Today, relying primarily on a case decided in March 1947, Cone v. West Virginia Pulp & Paper Co., 330 U. S. 212, and a case decided in January 1948, Globe Liquor Co. v. San *408Roman, 332 U. S. 571, the Court holds that the Court of Appeals was “powerless” to review the sufficiency of the evidence supporting the verdict in petitioner’s favor because respondent failed to file proper postverdict motions pursuant to Rules 50(b) and 59 of the Federal Rules of Civil Procedure in the trial court. Ante, at 405. The majority’s holding is inconsistent with a statute enacted just months after Globe Liquor was decided. That statute, which remains in effect today, provides:
“The Supreme Court or any other court of appellate jurisdiction may affirm, modify, vacate, set aside or reverse any judgment, decree, or order of a court lawfully brought before it for review, and may remand the cause and direct the entry of such appropriate judgment, decree, or order, or require such further proceedings to be had as may be just under the circumstances.” 28 U. S. C. §2106.

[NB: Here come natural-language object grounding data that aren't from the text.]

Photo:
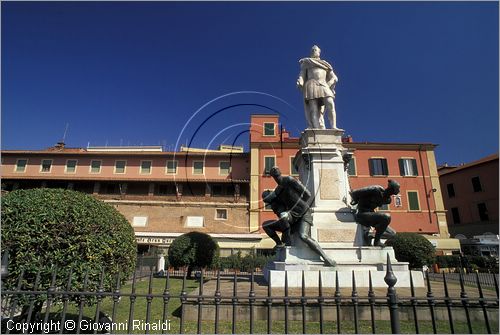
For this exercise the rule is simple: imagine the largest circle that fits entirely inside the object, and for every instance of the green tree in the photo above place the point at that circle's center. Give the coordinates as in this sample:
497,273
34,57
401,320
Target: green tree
49,231
412,248
193,249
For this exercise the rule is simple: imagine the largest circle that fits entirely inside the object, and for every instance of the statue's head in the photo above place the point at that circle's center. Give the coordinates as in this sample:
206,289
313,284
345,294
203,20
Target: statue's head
393,187
275,173
315,51
268,196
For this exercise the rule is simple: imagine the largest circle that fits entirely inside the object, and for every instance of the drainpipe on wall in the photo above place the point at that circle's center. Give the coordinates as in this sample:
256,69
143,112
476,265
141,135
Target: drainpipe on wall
427,194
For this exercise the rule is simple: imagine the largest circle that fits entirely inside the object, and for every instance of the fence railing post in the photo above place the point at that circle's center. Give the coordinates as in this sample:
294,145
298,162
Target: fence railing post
392,298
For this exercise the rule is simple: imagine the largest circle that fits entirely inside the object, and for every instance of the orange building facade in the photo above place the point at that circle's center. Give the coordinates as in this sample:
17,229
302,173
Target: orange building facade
419,207
471,197
165,194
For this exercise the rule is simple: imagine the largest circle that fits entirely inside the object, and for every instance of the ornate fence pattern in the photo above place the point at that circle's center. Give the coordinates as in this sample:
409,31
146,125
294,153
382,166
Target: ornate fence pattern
252,311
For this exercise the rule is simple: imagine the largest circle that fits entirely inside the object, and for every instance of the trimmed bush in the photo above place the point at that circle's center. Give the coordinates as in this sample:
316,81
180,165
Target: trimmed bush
193,249
412,248
46,230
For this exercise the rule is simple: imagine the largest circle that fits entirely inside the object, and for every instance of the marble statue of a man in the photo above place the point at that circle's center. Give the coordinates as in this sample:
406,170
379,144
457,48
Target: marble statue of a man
317,82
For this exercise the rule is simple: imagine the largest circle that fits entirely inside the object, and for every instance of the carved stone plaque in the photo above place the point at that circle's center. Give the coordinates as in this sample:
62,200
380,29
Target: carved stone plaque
336,235
329,183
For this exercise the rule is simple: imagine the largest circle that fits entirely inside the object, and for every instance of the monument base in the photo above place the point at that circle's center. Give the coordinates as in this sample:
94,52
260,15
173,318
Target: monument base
300,263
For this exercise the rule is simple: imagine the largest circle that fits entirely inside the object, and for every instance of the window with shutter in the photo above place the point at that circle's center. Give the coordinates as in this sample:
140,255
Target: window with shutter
408,167
378,167
413,203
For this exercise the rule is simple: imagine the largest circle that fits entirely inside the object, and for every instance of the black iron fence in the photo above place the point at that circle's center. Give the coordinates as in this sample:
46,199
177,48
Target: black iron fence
471,279
242,304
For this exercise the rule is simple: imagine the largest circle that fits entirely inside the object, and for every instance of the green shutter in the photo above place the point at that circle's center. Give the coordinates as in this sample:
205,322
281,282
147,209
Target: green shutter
269,163
413,201
385,170
370,165
414,164
401,167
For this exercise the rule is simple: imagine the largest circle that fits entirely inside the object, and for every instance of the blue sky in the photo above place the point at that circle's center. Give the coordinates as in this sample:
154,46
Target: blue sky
138,73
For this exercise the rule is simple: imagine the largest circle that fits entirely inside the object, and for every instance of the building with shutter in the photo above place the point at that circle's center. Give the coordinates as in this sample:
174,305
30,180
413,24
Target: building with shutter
418,208
165,194
471,200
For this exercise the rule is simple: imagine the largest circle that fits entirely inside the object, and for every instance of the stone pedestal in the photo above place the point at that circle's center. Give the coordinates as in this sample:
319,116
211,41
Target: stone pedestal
321,169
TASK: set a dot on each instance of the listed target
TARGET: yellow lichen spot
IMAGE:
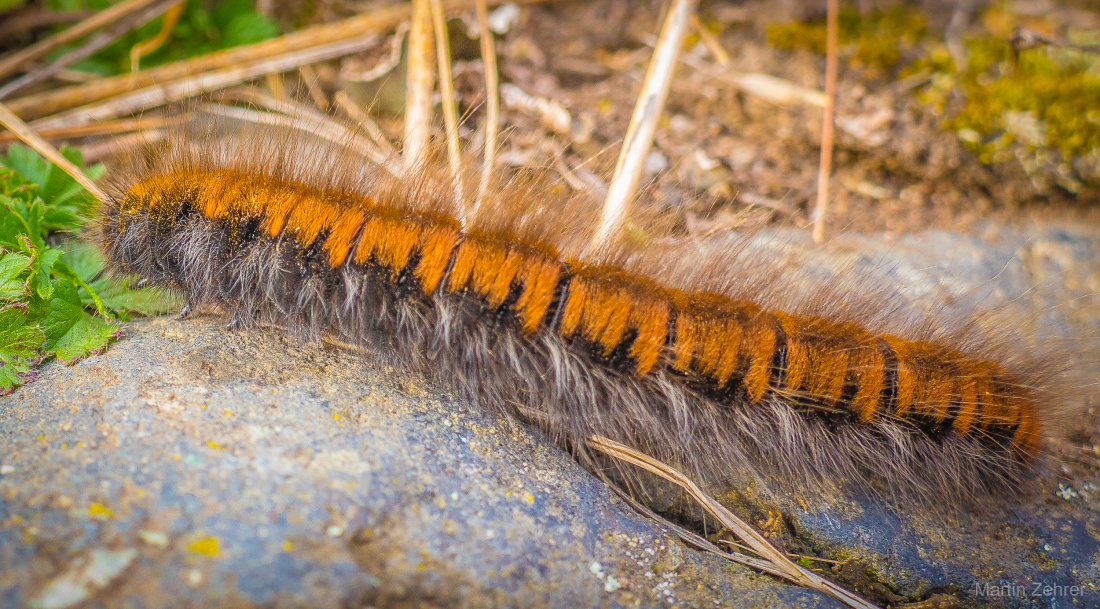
(100, 511)
(206, 546)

Nothing in Rule 50(b) limits this statutory grant of power to appellate courts; while a party’s failure to make a Rule 50(b) motion precludes the district court from directing a verdict in that party’s favor, the Rule does not purport to strip the courts of appeals of the authority to review district court judgments or to order such relief as “may be just under the circumstances.” Nor do general principles of waiver or forfeiture have that effect. Cf. ante, at 404-405. It is well settled that a litigant’s waiver or forfeiture of an argument does not, in the absence of a contrary statutory command, preclude the courts of appeals from considering those arguments. See Singleton v. Wulff, 428 U. S. 106, 121 (1976). Arguments raised for the first time on appeal may be entertained, for example, if their consideration would prevent manifest injustice. Ibid.*
*409For the reasons articulated by the Court in Cone, 330 U. S., at 216, it may be unfair or even an abuse of discretion for a court of appeals to direct a verdict in favor of the party that lost below if that party failed to make a timely Rule 50(b) motion. Likewise, it may not be “just under the circumstances” for a court of appeals to order a new trial in the absence of a proper Rule 59 motion. Finally, a court of appeals has discretion to rebuff, on grounds of waiver or forfeiture, a challenge to the sufficiency of the evidence absent a proper Rule 50(b) or Rule 59 motion made in the district court. None of the foregoing propositions rests, however, on a determination that the courts of appeals lack “power” to review the sufficiency of the evidence and order appropriate relief under these circumstances, and I can divine no basis for that determination.
I respectfully dissent.

The Court suggests that the Seventh Amendment limits appellate courts’ power to review judgments under 28 U. S. C. § 2106. See ante, at 402-403, n. 4. I disagree with the Court’s analysis in two respects. *409First, although the right to trial by jury might be implicated if no Rule 50(a) motion had been made, such a motion was made in this case. The Rule 50(a) motion triggered the automatic reservation of “legal questions,” Fed. Rule Civ. Proc. 50(b), and that reservation, in turn, averted any Seventh Amendment problem, see Baltimore & Carolina Line, Inc. v. Red-man, 295 U. S. 654 (1935). Second, the Seventh Amendment imposes no greater restriction on appellate courts than it does on district courts in these circumstances; “[a]s far as the Seventh Amendment’s right to jury trial is concerned, there is no greater restriction on the province of the jury when an appellate court enters judgment n. o. v. than when a trial court does.” Neely v. Martin K. Eby Constr. Co., 386 U. S. 317, 322 (1967).